Write a multi-table JOIN query that shows:
- Movie title
- Number of actors/actresses in the movie
- Average rating of the movie
- Filter for movies with at least 20 actors
- Order by movie rating descending
- Limit to 10 results

In [None]:
# Write your query here
queryTryThis7c1 = """

"""

# resultTryThis7c1 = pd.read_sql_query(queryTryThis7c1, connImdb)
# print(resultTryThis7c1)

### Try This 7c.2

Write a multi-table JOIN query for the NBA that shows:
- Player name
- Team name
- Average points, rebounds, and assists for 2023
- Players who averaged more than 20 points per game
- Order by points descending

In [None]:
# Write your query here
queryTryThis7c2 = """

"""

# resultTryThis7c2 = pd.read_sql_query(queryTryThis7c2, connNba)
# print(resultTryThis7c2)

### Try This 7c.3

Write a complex query that demonstrates:
- At least 2 JOINs (you choose the tables)
- WHERE clause with multiple conditions
- GROUP BY aggregation
- HAVING clause to filter grouped results
- ORDER BY

You can use either database.
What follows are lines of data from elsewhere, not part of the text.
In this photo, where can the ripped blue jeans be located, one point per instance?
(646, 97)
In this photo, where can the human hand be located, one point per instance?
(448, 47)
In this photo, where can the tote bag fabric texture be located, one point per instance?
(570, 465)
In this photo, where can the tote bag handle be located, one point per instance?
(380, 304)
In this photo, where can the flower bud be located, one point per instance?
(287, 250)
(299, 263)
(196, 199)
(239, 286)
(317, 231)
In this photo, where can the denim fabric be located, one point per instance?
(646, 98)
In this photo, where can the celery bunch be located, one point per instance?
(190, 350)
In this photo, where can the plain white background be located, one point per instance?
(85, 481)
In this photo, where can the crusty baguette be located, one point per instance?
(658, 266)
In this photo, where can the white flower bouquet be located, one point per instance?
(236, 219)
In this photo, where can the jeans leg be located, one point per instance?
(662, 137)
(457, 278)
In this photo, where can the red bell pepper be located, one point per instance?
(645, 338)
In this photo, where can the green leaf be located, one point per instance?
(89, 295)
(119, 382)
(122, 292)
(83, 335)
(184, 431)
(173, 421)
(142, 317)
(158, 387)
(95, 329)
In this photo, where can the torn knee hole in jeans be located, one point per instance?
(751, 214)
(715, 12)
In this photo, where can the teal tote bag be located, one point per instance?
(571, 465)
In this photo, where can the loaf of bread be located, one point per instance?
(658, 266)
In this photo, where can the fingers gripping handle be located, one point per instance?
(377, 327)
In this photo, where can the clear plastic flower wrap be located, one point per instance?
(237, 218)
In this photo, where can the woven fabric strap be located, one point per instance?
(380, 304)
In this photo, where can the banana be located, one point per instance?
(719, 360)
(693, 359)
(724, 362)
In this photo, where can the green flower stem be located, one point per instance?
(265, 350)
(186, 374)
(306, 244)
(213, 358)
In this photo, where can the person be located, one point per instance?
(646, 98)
Include a comment explaining what your query does.

In [None]:
# Write your query here
# Description: 
queryTryThis7c3 = """

"""

# resultTryThis7c3 = pd.read_sql_query(queryTryThis7c3, connImdb)
# print(resultTryThis7c3)

---
## Summary

You've now learned three types of SQL JOINs:

1. **INNER JOIN**: Returns only matching rows from both tables
2. **LEFT JOIN**: Returns all rows from the left table, plus matching rows from the right table (with NULLs for non-matches)
3. **Multi-Table JOINs**: Connect 3+ tables together for complex analysis

When combined with GROUP BY, WHERE, HAVING, and ORDER BY, JOINs allow you to answer sophisticated business questions and extract meaningful insights from relational databases.